El primer inconveniente está en el desconocimiento de los datos. Según el Ministerio de Educación, con cifras del curso 2014-2015, hay 19.187 superdotados en las aulas. Solo representan un 0,24% de la masa académica. «Faltan por identificar más de 142.000 alumnos, ya que la proporción de niños superdotados es del 2% de la población», explica Sanz. La falta de medios para detectarlos y de una educación adecuada provocan, a su vez, una serie de problemas.

Por una parte, emocionales. «Un niño de ocho años tiene una edad mental de uno de once. No encaja con sus compañeros, lo que le lleva muchas a veces a encerrarse porque nadie le comprende. Esta situación provoca problemas de rechazo por parte de sus compañeros que se concretan de forma pasiva, como no invitándole a un cumpleaños, o de forma más activa, con un rechazo más visible que puede llegar al acoso escolar. No son raros los problemas de depresión», apunta la presidenta de la fundación.

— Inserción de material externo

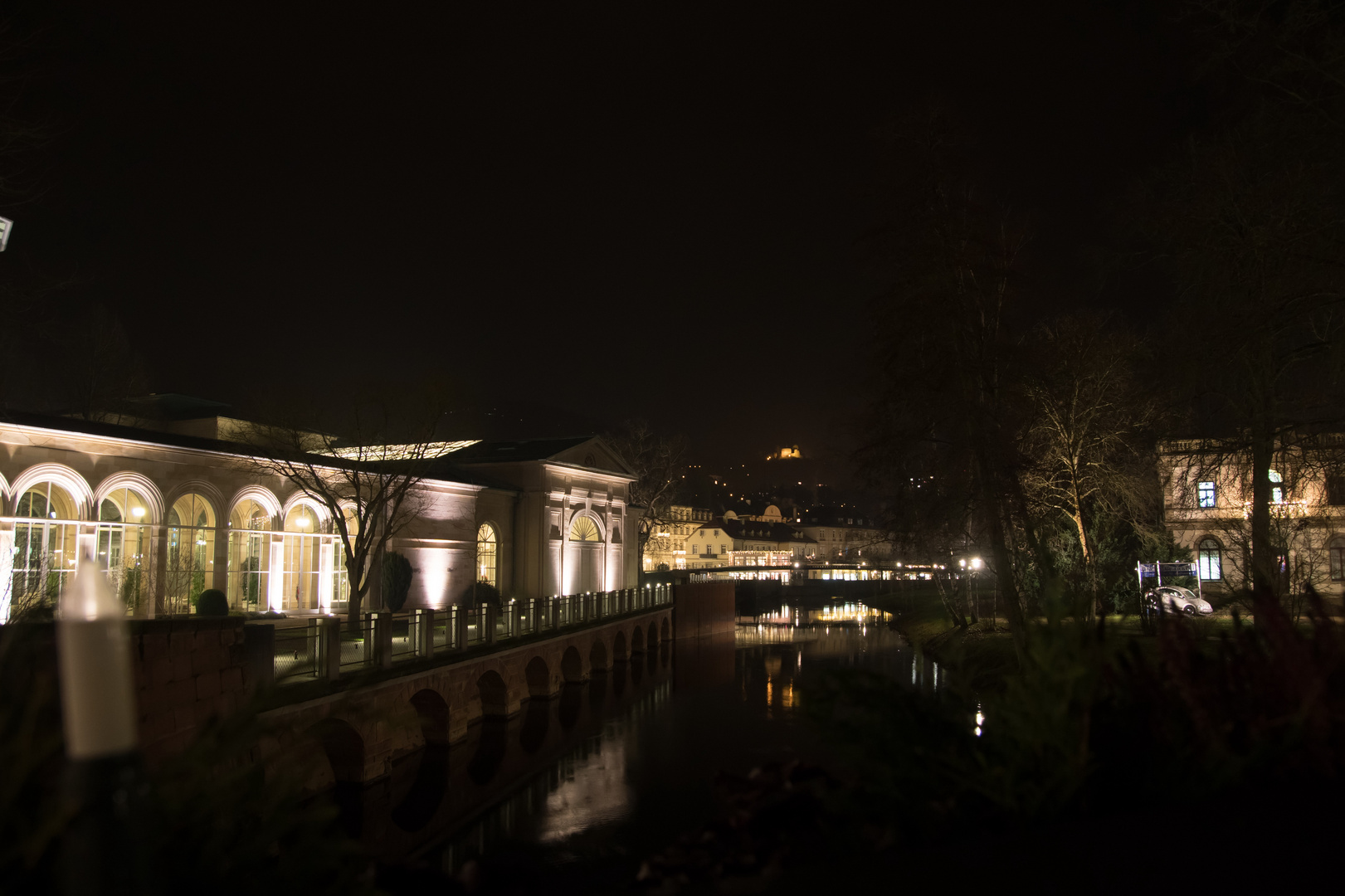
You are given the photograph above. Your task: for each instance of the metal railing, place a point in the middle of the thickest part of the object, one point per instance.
(324, 649)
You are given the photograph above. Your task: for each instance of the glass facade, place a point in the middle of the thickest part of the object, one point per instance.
(45, 537)
(124, 540)
(249, 556)
(190, 540)
(487, 551)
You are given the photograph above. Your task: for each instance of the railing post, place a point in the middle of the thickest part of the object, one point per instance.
(424, 640)
(370, 642)
(459, 627)
(260, 653)
(329, 653)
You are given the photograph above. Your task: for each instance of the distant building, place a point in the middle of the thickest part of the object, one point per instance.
(168, 508)
(840, 537)
(666, 548)
(758, 541)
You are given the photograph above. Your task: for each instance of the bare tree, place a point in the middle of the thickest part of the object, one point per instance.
(656, 460)
(1089, 430)
(366, 480)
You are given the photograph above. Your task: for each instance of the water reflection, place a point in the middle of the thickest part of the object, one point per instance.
(631, 757)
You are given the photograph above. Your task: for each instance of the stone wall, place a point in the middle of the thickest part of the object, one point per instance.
(188, 670)
(702, 608)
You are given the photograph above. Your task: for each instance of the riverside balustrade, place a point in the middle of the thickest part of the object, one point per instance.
(323, 649)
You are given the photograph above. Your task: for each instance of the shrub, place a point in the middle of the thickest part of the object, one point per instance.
(397, 580)
(212, 603)
(482, 592)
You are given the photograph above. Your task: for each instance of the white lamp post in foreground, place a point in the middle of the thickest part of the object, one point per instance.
(103, 850)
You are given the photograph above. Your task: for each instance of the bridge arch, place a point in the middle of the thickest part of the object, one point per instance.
(494, 694)
(432, 711)
(572, 668)
(344, 748)
(597, 655)
(538, 677)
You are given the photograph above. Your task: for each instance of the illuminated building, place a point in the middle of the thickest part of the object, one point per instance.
(666, 548)
(171, 508)
(1208, 501)
(729, 541)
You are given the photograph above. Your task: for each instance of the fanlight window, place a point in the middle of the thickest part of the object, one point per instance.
(584, 529)
(1277, 491)
(485, 554)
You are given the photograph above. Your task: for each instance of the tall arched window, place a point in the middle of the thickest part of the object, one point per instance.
(45, 543)
(124, 545)
(1211, 560)
(305, 540)
(249, 556)
(487, 554)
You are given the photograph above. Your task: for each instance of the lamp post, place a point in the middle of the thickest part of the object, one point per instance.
(103, 850)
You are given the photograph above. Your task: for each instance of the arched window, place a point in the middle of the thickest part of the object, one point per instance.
(249, 554)
(487, 554)
(45, 543)
(305, 543)
(124, 545)
(584, 529)
(1210, 560)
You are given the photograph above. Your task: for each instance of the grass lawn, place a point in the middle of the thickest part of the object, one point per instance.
(985, 651)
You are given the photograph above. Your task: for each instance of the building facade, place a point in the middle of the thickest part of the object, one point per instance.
(168, 514)
(1206, 506)
(666, 548)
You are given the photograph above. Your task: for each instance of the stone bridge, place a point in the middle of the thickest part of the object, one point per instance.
(365, 731)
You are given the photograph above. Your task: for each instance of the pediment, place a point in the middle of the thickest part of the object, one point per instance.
(593, 454)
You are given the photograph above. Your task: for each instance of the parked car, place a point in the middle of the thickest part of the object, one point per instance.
(1174, 599)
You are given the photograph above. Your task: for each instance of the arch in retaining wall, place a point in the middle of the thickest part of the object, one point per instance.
(597, 655)
(344, 748)
(494, 694)
(432, 711)
(538, 679)
(572, 668)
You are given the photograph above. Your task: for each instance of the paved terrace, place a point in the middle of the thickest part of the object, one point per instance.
(424, 677)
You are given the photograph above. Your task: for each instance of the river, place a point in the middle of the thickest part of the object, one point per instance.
(613, 770)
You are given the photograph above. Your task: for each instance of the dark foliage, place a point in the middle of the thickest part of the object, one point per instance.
(397, 580)
(482, 592)
(1089, 728)
(212, 603)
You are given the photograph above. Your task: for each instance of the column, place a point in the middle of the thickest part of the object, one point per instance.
(6, 571)
(326, 575)
(220, 572)
(276, 575)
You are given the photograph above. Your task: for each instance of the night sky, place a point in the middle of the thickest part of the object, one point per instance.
(608, 210)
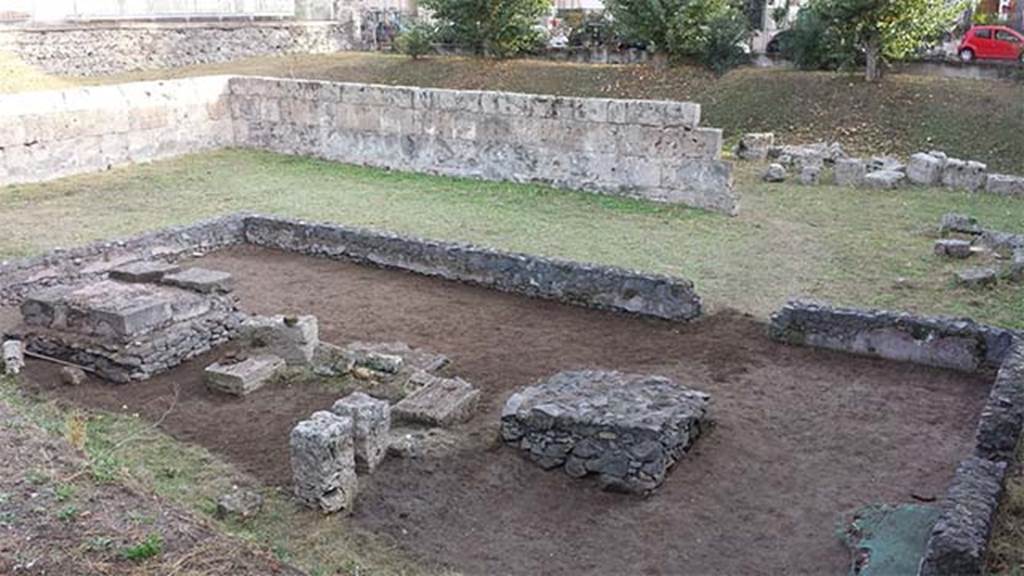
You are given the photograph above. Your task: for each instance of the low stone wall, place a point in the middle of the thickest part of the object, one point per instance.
(945, 342)
(89, 49)
(50, 134)
(587, 285)
(644, 149)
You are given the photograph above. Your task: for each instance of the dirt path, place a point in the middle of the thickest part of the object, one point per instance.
(802, 436)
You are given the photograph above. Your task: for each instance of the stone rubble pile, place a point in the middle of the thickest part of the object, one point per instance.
(626, 428)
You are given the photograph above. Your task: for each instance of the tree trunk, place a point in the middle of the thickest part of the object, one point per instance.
(872, 72)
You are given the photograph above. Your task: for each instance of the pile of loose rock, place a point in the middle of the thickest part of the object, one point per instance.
(626, 428)
(963, 237)
(934, 168)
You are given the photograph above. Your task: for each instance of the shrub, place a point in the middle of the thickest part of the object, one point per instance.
(417, 40)
(492, 28)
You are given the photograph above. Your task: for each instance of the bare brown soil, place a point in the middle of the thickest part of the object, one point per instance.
(803, 437)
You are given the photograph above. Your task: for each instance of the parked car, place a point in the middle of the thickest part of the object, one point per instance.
(991, 42)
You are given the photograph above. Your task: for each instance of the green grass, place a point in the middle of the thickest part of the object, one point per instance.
(850, 246)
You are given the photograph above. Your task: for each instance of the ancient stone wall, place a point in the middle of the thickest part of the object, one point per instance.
(644, 149)
(50, 134)
(89, 49)
(587, 285)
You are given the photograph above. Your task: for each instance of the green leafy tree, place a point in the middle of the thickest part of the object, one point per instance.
(492, 28)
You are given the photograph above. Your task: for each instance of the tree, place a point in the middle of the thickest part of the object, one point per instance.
(493, 28)
(888, 29)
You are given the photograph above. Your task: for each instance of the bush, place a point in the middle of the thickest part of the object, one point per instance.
(492, 28)
(417, 40)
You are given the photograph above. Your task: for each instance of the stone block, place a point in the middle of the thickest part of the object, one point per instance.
(371, 427)
(627, 428)
(977, 277)
(437, 402)
(323, 458)
(952, 248)
(201, 280)
(925, 169)
(244, 376)
(1004, 184)
(293, 338)
(774, 173)
(755, 146)
(850, 172)
(146, 272)
(884, 179)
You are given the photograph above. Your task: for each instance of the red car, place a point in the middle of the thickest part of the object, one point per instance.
(991, 42)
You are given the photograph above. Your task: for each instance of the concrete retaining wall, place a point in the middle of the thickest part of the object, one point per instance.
(958, 343)
(89, 49)
(587, 285)
(650, 150)
(58, 133)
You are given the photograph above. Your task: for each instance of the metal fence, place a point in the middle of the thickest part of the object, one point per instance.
(56, 10)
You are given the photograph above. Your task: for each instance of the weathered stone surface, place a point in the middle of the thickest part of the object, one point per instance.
(13, 357)
(961, 536)
(1004, 184)
(977, 277)
(293, 338)
(925, 169)
(589, 285)
(1001, 420)
(964, 175)
(958, 343)
(952, 248)
(143, 272)
(242, 376)
(240, 504)
(371, 426)
(884, 179)
(201, 280)
(755, 146)
(627, 428)
(774, 173)
(961, 223)
(851, 172)
(437, 402)
(324, 462)
(72, 376)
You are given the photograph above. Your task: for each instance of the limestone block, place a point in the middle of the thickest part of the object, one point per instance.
(293, 338)
(925, 169)
(324, 462)
(437, 402)
(371, 426)
(201, 280)
(627, 428)
(243, 377)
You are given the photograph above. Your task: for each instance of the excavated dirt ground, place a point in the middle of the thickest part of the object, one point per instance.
(802, 437)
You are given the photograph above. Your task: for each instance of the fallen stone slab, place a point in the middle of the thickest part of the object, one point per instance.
(977, 277)
(324, 462)
(437, 401)
(292, 337)
(755, 146)
(371, 426)
(960, 537)
(884, 179)
(1005, 184)
(201, 280)
(243, 376)
(952, 248)
(850, 172)
(626, 428)
(145, 272)
(925, 169)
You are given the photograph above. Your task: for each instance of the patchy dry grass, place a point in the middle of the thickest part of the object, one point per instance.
(857, 247)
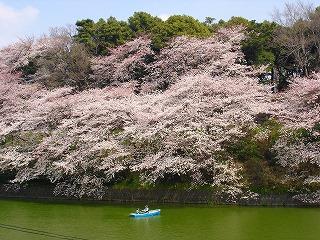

En el aspecto académico, estos niños tampoco se sienten identificados. «Cuando uno tiene gran capacidad y lo que se le requiere en la escuela está muy por debajo de sus aptitudes, acaba primero aburriéndose y luego desconectando. Y cuando llegan a la ESO, no han desarrollado la capacidad de estudio y de esfuerzo y en muchos casos empiezan a suspender», añade Sanz, que indica como solución fácil subir a estos niños de curso. «Hay que educarlos no por fecha de fabricación sino de capacidad», indica. Una opción que se ha complicado por la «necesidad de convencer a mucha gente y el exceso de burocracia». «Pero para repetir curso, no hace falta nada», recalca.

Una burocracia que, además, complica la identificación de los alumnos con capacidades intelectuales. No existe un criterio común para saber cómo detectar estas aptitudes. Algunas regiones aplican, según el informe que se presenta hoy, la teoría de los Tres Anillos de Renzulli «mal entendida e interpretada» porque se mide la alta capacidad intelectual, alta creatividad y alto rendimiento. «Se deja fuera a miles de alumnos desmotivados», indica el estudio, que también critica que se evalúe a partir de los 12 o 13 años cuando se puede hacer una década antes. Esta ausencia de un «criterio concreto y de una normativa específica» provoca que la decisión de evaluar a los estudiantes se deje en manos del tutor, «que en su mayoría no tiene formación específica y confunde superdotación con alto rendimiento escolar».

Una muestra de la forma dispar de detectar a estos jóvenes son los datos del Ministerio. Mientras que en Murcia hay registrados 3.140 alumnos con capacidades entre 287.273 estudiantes, en la Comunidad Valenciana solo hay detectados 94 con una población de 858.994 estudiantes, una prueba de los «fallos del sistema».